Around 150 Bosnians currently living in the United States are facing deportation by US Immigration and Customs Enforcement over crimes allegedly committed at the time of the war in Bosnia. In the 1990s over 120,000 immigrants from Bosnia submitted applications for US visas; however, many failed to undergo background checks and others may have kept their former military service a secret.
Old interviews and records have been pieced together by immigration officials in the United States, according to historian Michael MacQueen. “The more we dig, the more documents we find,” he told the New York Times. The US has already identified 300 immigrants who may have been involved in war crimes and this number could increase to as many as 600 by the close of the investigation.

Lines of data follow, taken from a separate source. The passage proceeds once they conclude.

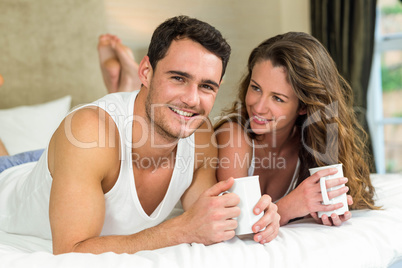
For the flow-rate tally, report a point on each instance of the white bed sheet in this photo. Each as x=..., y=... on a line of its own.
x=369, y=239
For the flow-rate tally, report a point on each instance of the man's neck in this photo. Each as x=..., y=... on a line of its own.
x=147, y=142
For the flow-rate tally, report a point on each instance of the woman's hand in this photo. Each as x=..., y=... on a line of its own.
x=334, y=219
x=307, y=199
x=270, y=220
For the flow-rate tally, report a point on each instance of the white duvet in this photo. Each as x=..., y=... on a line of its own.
x=369, y=239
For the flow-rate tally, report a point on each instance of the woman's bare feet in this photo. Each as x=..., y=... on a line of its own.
x=119, y=69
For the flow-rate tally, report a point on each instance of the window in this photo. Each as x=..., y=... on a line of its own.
x=385, y=92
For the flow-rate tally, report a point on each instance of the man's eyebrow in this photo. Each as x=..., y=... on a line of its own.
x=189, y=76
x=276, y=93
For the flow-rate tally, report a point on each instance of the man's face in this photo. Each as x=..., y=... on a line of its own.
x=182, y=89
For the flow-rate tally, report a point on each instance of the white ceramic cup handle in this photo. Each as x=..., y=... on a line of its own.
x=324, y=191
x=225, y=192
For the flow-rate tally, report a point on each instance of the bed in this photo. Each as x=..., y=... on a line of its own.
x=369, y=239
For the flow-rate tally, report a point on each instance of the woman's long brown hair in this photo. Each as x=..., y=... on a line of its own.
x=330, y=133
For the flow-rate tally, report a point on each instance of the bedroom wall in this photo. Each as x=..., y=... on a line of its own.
x=244, y=24
x=48, y=50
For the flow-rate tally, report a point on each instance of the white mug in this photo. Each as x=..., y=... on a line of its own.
x=249, y=192
x=324, y=191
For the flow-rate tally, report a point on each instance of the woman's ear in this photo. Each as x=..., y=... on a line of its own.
x=145, y=71
x=302, y=109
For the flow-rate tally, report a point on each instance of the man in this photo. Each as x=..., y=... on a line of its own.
x=114, y=169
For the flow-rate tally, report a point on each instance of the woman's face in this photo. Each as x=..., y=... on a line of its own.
x=271, y=103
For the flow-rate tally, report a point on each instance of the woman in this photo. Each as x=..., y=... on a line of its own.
x=294, y=112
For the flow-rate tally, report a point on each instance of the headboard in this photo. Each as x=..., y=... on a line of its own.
x=48, y=50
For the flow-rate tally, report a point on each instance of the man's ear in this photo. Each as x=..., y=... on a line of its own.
x=145, y=71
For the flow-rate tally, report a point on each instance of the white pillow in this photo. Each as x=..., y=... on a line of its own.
x=26, y=128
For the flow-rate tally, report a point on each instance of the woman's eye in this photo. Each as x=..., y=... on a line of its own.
x=255, y=88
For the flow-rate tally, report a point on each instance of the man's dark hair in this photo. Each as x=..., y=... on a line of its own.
x=180, y=27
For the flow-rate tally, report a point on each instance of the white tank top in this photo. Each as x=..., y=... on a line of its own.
x=292, y=184
x=25, y=189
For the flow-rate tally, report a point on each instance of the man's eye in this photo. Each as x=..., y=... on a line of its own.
x=278, y=99
x=178, y=78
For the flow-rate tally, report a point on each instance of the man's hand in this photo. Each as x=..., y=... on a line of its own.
x=210, y=219
x=270, y=220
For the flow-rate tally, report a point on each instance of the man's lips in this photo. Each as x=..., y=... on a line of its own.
x=183, y=113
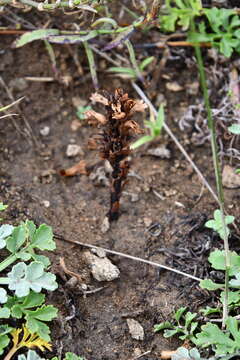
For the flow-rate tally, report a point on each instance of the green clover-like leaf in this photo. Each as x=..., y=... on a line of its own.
x=24, y=278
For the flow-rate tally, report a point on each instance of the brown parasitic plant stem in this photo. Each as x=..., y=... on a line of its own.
x=114, y=142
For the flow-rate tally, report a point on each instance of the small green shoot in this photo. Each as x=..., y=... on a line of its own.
x=183, y=325
x=155, y=126
x=222, y=342
x=131, y=73
x=234, y=129
x=183, y=353
x=217, y=225
x=224, y=31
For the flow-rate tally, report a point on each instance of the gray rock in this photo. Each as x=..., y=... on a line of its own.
x=135, y=329
x=74, y=150
x=101, y=268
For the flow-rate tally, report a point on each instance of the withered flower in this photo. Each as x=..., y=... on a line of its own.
x=114, y=141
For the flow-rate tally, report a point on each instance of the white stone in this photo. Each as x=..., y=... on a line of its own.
x=45, y=131
x=101, y=268
x=73, y=150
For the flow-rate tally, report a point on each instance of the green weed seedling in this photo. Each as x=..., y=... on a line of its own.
x=217, y=224
x=155, y=127
x=21, y=287
x=183, y=353
x=179, y=15
x=234, y=129
x=32, y=355
x=183, y=325
x=224, y=33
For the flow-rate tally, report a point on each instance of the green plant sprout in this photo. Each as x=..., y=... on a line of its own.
x=155, y=126
x=21, y=296
x=225, y=32
x=132, y=73
x=28, y=340
x=181, y=14
x=183, y=353
x=2, y=206
x=183, y=325
x=4, y=108
x=234, y=129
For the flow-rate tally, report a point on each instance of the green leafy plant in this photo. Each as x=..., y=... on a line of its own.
x=184, y=325
x=27, y=339
x=81, y=110
x=154, y=125
x=183, y=353
x=222, y=342
x=224, y=33
x=179, y=15
x=131, y=73
x=21, y=296
x=32, y=355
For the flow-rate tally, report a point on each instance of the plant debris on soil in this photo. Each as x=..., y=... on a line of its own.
x=163, y=206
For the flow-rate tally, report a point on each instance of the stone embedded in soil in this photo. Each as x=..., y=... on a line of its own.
x=135, y=329
x=99, y=252
x=105, y=225
x=74, y=150
x=101, y=268
x=160, y=151
x=174, y=86
x=77, y=101
x=45, y=131
x=230, y=179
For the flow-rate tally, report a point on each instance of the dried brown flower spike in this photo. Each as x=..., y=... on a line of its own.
x=114, y=141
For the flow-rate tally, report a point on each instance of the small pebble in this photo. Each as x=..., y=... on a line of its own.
x=135, y=329
x=45, y=131
x=101, y=268
x=160, y=151
x=18, y=84
x=74, y=150
x=174, y=86
x=46, y=203
x=99, y=252
x=77, y=101
x=105, y=225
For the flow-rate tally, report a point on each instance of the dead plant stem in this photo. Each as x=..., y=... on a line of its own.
x=173, y=137
x=129, y=257
x=218, y=175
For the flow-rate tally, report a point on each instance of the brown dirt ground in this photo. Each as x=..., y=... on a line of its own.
x=29, y=177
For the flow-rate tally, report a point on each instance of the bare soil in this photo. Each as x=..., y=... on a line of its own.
x=166, y=229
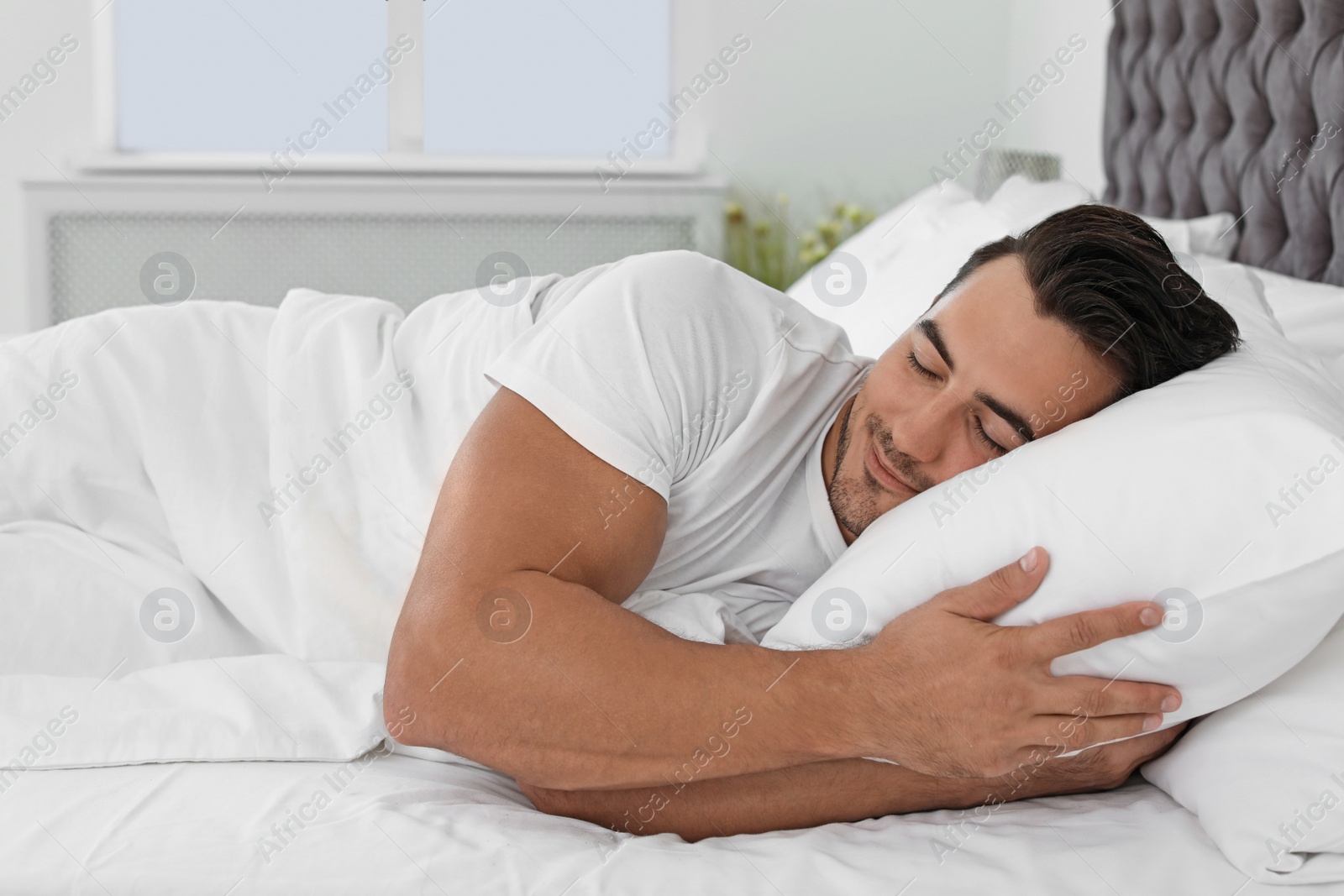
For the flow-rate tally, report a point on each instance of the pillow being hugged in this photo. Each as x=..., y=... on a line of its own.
x=1220, y=495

Around 50% of the immigrants already positively identified as war criminals are believed to be Bosnian Serb soldiers who were involved in the Srebrenica massacre in 1995. Around 8,000 ethnic Bosnians were murdered and this incident was once described as “the worst [crime] on European soil since the Second World War” by Kofi Annan, the former United Nations secretary general.
80 people have been convicted of war crimes by the International Criminal Tribunal for their part in the massacre.
A timeline for the deportations has not been given by immigration officials; however, the process could be a lengthy one, with the New York Times saying that some of the cases could be delayed until 2019 due to the high number of immigration hearings already in play.